Backpacker Insurance
Apologies in advance to any philatelists reading this, but the topic of backpacker insurance is about as exciting as collecting stamps. So rather than using boring insurance policy summaries to convince you that you need to shell out quite a bit of money for something that the odds say you’re unlikely to actually ever use, I’m going to tell you a real-life true story of a harmless backpacking trip to South East Asia which took a turn for the worse.
A few years ago I traipsed round South East Asia with a female companion I’d met on the road. We traversed Thailand together, travelled the length of Vietnam and sailed the magnificent Mekong River into Laos by boat. We got on brilliantly, both having the same kind of lazy slow-travel, take-each-day-as-it-comes mindset and a similarly childish sense of humour. It was perfect.
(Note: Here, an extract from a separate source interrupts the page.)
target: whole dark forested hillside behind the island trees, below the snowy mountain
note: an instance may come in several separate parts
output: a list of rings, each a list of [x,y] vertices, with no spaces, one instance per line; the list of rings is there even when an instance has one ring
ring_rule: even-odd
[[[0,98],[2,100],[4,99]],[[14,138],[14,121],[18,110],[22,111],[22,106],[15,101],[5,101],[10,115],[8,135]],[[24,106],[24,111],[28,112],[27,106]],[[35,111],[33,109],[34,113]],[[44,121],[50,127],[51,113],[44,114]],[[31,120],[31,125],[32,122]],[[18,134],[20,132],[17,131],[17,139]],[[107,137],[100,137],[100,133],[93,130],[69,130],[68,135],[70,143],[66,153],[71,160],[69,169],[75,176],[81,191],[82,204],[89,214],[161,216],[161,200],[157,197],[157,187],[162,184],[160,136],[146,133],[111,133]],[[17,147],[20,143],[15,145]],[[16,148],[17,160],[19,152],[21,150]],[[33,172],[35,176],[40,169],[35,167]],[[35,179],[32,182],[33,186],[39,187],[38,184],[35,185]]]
Until one day, that is, when we decided it would be a good idea to have a swim in the river Mekong.
The Mekong looked harmless to us. We’d sensibly established that there were no dangerous beasties in the area likely to rip our limbs off, no dangerous currents to carry us off to Cambodia, and no hidden waterfalls over which to tumble. It was warm, if slightly murky water to lark about in without any visible danger. Our little swimming session seemingly passed without incident and we retired to our guesthouse to eat and sleep.
The next day, my companion awoke to a shock; her left eye was an evil blood-red colour and she could hardly see out of it. Alarmed, we rushed down the local “hospital”, which in this rural area of Laos was a little shack with a red cross sign outside that sold, amongst other things, cigarettes.
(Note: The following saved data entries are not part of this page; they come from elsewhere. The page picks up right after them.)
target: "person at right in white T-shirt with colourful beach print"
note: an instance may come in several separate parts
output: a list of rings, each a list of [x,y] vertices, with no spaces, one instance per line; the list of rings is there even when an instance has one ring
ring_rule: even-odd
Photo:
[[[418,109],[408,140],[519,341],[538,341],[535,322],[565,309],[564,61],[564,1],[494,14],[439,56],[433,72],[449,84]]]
The “doctor” gave her some cream for her eye, but we were concerned about his knowledge and decided to immediately relocate back to Bangkok for a professional consultation in a private hospital. In the meantime, I had started to develop a fever, nausea, a hugely-bloated stomach, diarrhoea and felt the absolute sickest I had ever felt in my life.
Our evacuation to Bangkok and our subsequent visit to the five-star Bumrumgrad hospital down in Sukumvit thankfully brought our horror-stories to a happy conclusion. My companion was given treatment for her eye and within days her full sight returned. It was surmised that she had somehow scratched her eyeball sometime before her innocent paddle in the River Mekong and something in the river water had infected it. Likewise, my bacterial infection – identified as the nasty parasite giardia and picked up from accidentally swallowing a mouthful of river water – was eliminated with a course of antibiotics. The combined bill for our successful treatments? US$500 – and here’s the point of my tale – an amount later reimbursed completely by our respective backpacker travel insurance policies.
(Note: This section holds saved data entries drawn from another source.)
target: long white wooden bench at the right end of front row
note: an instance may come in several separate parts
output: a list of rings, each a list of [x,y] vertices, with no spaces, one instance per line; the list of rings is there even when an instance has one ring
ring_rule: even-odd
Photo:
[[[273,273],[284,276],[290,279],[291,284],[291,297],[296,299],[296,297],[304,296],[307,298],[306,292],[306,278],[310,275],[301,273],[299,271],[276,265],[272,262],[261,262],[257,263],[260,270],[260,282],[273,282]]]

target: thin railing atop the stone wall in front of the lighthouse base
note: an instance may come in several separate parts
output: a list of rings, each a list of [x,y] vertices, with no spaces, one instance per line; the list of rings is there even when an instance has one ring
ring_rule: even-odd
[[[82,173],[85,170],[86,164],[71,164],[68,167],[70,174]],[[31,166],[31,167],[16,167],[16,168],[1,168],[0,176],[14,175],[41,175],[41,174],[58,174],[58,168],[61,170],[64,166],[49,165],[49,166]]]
In all likelihood, something like this probably won’t happen to you. On subsequent trips abroad, both to South East Asia and other places, I’ve had nothing at all bad happen to me. But after my experience in Laos, I always have taken out – and always will take out – a comprehensive backpacker insurance policy. It’s not just the financial remuneration; it’s for complete peace of mind that if I get ill when out in the sticks, I’m a phonecall away from the best quality of medical help for which money is no object.